Les maisons, en Orient, sont construites avec une plate-forme en guise de toit, dont une partie est mobile. C’était cette partie que des gens, placés au sommet de l’habitacle, soulevaient. On vit paraître des mains, et quatre hommes descendirent, par cette ouverture, un malade sur son grabat ; c’était un paralytique, le dernier infirme de Capharnaüm.

Ceux qui le portaient, désespérant de forcer l’entrée à cause de la multitude, étaient grimpés sur le toit et avaient choisi cette voie inattendue pour pénétrer auprès de Jésus.

Le Verbe fut flatté de cette nouvelle marque de confiance.

Il étendit la main vers le malade et dit :

— Ayez confiance, l’ami, vous êtes malade à cause de vos péchés ; eh bien, dès cet instant vos péchés vous sont remis.

Ici, le Nouveau-Testament nous apprend que quelques mouchards du Sanhédrin avaient même réussi à se glisser dans la foule.

Ces espions entendirent les paroles du Verbe, et en eux-mêmes ils se murmurèrent :

— Pour le coup, le bonhomme a de l’aplomb. Non seulement il guérit les malades, mais encore il leur pardonne leurs péchés. De quel droit se permet-il cela ? Il n’y a que Dieu qui ait pouvoir d’agir de la sorte.

Mais le sphynx Jésus avait lu la pensée des mouchards.

Se tournant vers eux, il les interpella en ces termes :

— Dites donc, vous autres, pourquoi entretenez-vous de telles idées dans vos cœurs ? Vous vous scandalisez de mes paroles ; mais faites-moi l’amitié de déclarer ce qui est le plus aisé de dire à un paralytique, ou : « Tes péchés te sont remis », ou bien : « Prends tes jambes à ton cou et file chez toi ». Or, pour que vous n’ignoriez point que j’ai le droit de remettre les péchés, je dis à cet estropié : « Lève-toi, fais un paquet de ton lit, et retourne dans ta maison. »

Alors le malade se leva et fit comme Jésus lui avait dit.
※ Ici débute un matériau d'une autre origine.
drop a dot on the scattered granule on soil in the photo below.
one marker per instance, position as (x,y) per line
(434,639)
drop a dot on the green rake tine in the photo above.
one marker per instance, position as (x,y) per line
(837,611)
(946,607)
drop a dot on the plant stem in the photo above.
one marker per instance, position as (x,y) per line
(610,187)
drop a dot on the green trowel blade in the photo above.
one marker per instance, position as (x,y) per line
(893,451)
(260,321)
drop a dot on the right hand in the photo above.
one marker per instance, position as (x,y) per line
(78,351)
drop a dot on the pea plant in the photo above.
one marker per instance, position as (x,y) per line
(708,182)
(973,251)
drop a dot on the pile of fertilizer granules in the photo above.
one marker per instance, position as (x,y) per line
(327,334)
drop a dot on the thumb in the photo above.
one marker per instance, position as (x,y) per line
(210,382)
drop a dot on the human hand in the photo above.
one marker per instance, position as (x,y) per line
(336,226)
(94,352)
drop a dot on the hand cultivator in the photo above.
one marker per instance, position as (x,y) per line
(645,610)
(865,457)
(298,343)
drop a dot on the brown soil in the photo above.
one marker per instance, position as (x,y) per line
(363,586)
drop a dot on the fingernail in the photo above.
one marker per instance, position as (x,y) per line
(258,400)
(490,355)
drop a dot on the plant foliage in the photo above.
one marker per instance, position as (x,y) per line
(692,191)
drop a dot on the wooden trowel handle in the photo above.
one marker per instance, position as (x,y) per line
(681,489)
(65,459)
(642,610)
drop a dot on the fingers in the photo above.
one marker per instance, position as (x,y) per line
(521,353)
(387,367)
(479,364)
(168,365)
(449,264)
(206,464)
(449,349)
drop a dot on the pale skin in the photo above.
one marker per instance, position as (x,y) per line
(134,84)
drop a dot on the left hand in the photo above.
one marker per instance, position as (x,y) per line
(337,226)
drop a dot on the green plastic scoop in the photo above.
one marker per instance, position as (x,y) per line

Les applaudissements éclatèrent dans toute la salle, et les mouchards, l’oreille basse, s’esquivèrent en ronchonant du bout des lèvres :

— C’est renversant, nous n’avons jamais rien vu de semblable à tout cela ! (Marc, chap. II, versets 1-12.)

L’Évangile n’ajoute pas que les pharisiens tinrent dès lors conseil entre eux pour aviser aux moyens à prendre dans le but d’envoyer Jésus rejoindre son cousin Baptiste à la forteresse de Machéronte ; mais il est présumable que trouvant notre gaillard décidément gêneur, ils se préoccupèrent dès ce jour de s’en débarrasser.


  1. Les gens du pays appelaient orgueilleusement du nom de « mer » le minuscule lac de Tibériade, 21 kilomètres de longueur maxima, sur 9 de largeur moyenne.
  2. La fable de la pêche miraculeuse se trouve dans un seul des quatre évangélistes : Luc, chap. V, versets 1 à 11, ce qui est bien regrettable. Un pareil prodige devrait être rapporté par tous.